Coldly, he said, “The rules don’t apply to her.”

His legs were unsteady when he faced Lilly again.

“Is he dead?” she whispered, looking on with wide eyes.

“As good as.”

Alex hesitated and Lilly looked up in alarm. Was he going to stab him in the heart and chop off his head now? He swayed again, blinking in the driving snow. Even if he wanted to, he obviously lacked the strength. Lilly rushed around to the passenger side and opened the door.

“Get in, Alex,” she said, trying not to think of the man dying in the cold. The man who’d meant to kill her. Both of them.

Alex didn’t move. Blood dripped from a new wound on his forehead. His cheek was swollen, his eye puffy and bruised.
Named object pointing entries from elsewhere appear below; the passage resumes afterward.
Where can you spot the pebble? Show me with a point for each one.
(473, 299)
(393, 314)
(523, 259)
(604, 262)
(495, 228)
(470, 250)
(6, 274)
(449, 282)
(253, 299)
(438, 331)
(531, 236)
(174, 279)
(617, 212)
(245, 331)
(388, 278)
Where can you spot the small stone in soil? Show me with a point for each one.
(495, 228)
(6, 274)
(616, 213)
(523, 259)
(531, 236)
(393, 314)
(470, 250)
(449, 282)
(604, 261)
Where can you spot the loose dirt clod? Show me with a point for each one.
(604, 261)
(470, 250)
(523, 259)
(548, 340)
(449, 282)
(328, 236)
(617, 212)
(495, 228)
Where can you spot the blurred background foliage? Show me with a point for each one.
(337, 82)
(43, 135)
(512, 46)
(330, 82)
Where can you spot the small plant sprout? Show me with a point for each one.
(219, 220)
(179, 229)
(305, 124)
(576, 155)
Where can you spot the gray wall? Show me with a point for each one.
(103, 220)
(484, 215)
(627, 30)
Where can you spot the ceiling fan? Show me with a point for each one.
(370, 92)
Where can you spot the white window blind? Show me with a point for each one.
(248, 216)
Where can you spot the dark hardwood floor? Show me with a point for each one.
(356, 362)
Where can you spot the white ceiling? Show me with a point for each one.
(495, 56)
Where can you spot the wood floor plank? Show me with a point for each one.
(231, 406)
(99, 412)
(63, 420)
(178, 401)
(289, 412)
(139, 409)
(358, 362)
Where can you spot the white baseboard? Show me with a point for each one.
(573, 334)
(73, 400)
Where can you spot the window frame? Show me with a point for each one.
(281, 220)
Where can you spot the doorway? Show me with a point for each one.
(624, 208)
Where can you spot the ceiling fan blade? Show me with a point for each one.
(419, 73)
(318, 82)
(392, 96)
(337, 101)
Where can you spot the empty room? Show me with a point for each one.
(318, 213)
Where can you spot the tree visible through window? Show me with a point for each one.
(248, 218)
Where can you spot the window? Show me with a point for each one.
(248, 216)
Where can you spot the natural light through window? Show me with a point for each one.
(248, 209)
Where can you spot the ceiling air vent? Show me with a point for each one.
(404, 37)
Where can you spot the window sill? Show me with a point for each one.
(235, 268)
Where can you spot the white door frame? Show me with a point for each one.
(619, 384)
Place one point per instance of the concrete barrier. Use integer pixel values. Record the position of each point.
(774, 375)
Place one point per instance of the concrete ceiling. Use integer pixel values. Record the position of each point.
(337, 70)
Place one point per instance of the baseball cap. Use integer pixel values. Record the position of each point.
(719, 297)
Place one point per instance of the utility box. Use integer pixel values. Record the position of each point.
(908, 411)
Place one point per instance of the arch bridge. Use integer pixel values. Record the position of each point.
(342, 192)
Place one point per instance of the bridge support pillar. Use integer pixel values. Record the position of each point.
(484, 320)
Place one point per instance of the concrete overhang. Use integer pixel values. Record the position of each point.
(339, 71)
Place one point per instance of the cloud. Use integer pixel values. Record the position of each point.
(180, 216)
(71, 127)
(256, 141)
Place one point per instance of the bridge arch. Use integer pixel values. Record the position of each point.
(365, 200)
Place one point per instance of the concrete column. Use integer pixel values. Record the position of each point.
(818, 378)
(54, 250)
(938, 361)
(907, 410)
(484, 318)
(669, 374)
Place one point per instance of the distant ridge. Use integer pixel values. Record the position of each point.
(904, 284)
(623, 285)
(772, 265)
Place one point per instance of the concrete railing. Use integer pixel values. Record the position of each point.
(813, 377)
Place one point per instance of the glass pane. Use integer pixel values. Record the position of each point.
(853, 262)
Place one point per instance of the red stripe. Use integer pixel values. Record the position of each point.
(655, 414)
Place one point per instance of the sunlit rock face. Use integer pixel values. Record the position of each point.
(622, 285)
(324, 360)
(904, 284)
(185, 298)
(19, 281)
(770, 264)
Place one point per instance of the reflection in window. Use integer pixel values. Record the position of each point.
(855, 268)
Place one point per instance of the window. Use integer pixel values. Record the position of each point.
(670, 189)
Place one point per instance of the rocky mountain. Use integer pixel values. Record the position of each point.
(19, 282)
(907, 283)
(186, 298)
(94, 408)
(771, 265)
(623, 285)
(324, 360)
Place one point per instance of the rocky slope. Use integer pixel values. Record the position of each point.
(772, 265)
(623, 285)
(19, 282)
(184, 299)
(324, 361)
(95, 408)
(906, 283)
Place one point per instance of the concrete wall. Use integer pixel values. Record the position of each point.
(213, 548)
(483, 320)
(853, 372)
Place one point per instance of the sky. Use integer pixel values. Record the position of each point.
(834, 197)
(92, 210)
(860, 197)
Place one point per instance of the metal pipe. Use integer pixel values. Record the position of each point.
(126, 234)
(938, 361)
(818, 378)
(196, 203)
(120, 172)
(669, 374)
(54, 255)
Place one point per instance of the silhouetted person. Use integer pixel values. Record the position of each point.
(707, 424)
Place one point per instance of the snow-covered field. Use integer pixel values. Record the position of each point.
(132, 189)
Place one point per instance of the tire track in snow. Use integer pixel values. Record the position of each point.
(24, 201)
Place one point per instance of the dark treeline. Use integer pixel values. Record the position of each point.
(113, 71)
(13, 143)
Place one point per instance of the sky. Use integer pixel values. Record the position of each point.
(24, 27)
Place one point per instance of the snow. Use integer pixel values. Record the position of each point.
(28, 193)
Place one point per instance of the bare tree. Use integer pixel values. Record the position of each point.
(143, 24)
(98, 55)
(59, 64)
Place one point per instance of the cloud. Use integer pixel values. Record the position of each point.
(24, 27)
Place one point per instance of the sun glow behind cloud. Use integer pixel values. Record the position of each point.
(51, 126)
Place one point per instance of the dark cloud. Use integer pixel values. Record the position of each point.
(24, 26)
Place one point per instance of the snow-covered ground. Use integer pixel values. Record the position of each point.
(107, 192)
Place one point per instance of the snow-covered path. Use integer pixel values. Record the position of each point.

“I can’t go with you, Lilly. More like him will be coming. For me.”

And for her, if she was still with Alex. She heard it in his voice, saw it in those startling eyes.

“I won’t leave you to die,” she said.

“If you don’t leave me,
you
will die.”

“So far I’ve managed to hold my own,” she told him. “Don’t make me shoot you, Alex. Get in.”

He tried to smile but it looked more like a grimace.

“Get in,” she repeated, using the rifle to point for good measure.

Alex stared at her for a long moment without speaking. Confusion, respect, disbelief—all of it glimmered in his
On-Golden-Pond
eyes. He shook his head.

“Humans,” he said with a hint of disgust.

But he got in.

CHAPTER 4

Alex might be hard to break, but he’d sustained some serious wounds, first from the hellhounds and then from his
friend
. By the time Lilly pulled up in front of her sister’s cabin, his skin was ashen and his eyes dull. He was conscious enough to help her get him out of the vehicle, but Lilly had to manhandle him through the front door and onto the bench just inside. He faded in and out as she worked him out of boots and coat, trying to figure out what she should do next.